Tom LydonJan 07, 2020
2020-01-07

Investors looking to make new year’s resolution that will prove to be easy to keep and rewarding may want to resolve to add more mid-cap exposure to their portfolios. That objective can be accomplished with an array of easy-to-understand, cost-effective ETFs, including the iShares Core S&P Mid-Cap ETF (IJH A-).

Mid-cap companies are slightly more diversified than their small-cap peers, which allows many mid-sized companies to generate more consistent revenue and cash flow and provide more stable stock prices. Additionally, they are not so big that their size would slow down growth.

The mid-caps segment has also outperformed their large-cap peers, but with lower volatility than small caps. Moreover, the returns of mid-cap stocks have also beaten those of small-cap stocks during the trailing three-, five-, and 10-year periods, with lower volatility.

IJH, one of the biggest mid-cap ETFs in the U.S., tracks the S&P MidCap 400 Index. Importantly, the fund has low fees, making it compelling for long-term investors.

“BlackRock charges an ultra-low 0.07% fee for this fund. This cost advantage has translated into strong category-relative performance over the long term,” said Morningstar in a recent note. “Over the trailing 10 years through June 2019, the fund outperformed the category average by 208 basis points annualized while exhibiting slightly greater risk. On a risk-adjusted basis, the fund outperformed the mid-blend category average. Overall, this fund should continue to enjoy a durable long-term edge over many of its competitors because of its low expense ratio and lower-than-average cash drag.”

Inside IJH

There are compelling reasons why IJH makes for a useful, long-term portfolio building block.

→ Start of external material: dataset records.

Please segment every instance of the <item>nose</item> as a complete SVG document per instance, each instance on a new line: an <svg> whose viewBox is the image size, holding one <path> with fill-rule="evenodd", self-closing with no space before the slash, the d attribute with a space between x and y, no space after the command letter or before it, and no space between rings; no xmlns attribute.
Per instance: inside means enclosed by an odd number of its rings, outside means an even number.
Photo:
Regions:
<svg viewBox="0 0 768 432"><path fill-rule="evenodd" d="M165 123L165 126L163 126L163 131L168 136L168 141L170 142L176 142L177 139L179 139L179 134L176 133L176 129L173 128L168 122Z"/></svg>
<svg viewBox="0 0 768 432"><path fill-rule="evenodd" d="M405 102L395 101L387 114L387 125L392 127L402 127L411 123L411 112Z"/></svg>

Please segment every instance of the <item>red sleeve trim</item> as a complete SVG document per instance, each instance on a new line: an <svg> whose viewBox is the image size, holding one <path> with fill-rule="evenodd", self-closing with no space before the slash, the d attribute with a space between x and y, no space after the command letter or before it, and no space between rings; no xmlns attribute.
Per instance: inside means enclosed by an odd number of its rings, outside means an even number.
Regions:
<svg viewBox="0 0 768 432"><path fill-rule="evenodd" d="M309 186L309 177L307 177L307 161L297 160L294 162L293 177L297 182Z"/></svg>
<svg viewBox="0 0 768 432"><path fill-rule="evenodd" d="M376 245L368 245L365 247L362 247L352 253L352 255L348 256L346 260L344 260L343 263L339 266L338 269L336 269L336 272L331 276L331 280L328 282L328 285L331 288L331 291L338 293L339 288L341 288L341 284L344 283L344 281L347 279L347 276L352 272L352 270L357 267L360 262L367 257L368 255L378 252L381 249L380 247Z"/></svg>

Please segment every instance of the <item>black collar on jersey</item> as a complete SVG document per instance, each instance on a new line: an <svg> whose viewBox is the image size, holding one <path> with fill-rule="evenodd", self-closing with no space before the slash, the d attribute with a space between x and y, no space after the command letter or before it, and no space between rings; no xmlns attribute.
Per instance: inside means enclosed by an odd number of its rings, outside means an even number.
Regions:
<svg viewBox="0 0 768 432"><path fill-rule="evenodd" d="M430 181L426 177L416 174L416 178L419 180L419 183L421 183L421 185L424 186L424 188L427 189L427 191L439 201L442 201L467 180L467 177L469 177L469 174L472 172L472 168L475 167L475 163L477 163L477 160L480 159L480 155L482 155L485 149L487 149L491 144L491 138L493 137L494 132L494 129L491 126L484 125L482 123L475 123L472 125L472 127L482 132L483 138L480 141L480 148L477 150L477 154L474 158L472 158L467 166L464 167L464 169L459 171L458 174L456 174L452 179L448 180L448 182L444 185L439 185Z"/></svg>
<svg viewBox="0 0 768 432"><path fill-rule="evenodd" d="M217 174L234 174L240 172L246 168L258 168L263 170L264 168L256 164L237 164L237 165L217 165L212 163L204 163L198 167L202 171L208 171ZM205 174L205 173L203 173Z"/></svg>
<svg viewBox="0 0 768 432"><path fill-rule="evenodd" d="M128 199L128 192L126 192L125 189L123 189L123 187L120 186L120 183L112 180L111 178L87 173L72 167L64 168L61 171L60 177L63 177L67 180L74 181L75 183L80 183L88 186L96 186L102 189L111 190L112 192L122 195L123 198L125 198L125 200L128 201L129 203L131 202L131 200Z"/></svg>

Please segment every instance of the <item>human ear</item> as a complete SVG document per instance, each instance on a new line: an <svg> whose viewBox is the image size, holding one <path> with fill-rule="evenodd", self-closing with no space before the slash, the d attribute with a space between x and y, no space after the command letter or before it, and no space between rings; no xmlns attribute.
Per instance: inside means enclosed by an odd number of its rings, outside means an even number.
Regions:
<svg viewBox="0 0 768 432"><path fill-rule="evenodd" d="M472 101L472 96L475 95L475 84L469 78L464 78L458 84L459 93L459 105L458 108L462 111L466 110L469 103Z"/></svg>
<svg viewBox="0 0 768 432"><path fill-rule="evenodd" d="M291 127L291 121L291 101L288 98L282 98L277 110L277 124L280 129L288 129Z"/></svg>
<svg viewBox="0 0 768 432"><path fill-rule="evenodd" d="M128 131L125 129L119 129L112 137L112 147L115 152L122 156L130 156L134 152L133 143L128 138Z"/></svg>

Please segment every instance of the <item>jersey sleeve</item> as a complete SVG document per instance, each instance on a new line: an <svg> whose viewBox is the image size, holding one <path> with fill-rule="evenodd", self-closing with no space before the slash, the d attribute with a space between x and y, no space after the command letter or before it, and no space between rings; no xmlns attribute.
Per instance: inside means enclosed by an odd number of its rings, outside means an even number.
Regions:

“Mid-cap stocks tend to have higher long-term growth potential than large-cap stocks,” according to Morningstar. “They tended to grow earnings at a faster clip than the stocks in the S&P 500 over the trailing 10 years through July 2019. Furthermore, mid-cap stocks tend to exhibit slightly lower volatility than small caps. Over the trailing 10 years through July 2019, IJH exhibited an annualized standard deviation of 15.03%.”

IJH has minimal single-stock risk, but the fund’s top four sector weights – financial services, industrials, technology, and consumer cyclicals – combine for over 61% of the ETF’s roster.

Morningstar has a Gold rating on IJH.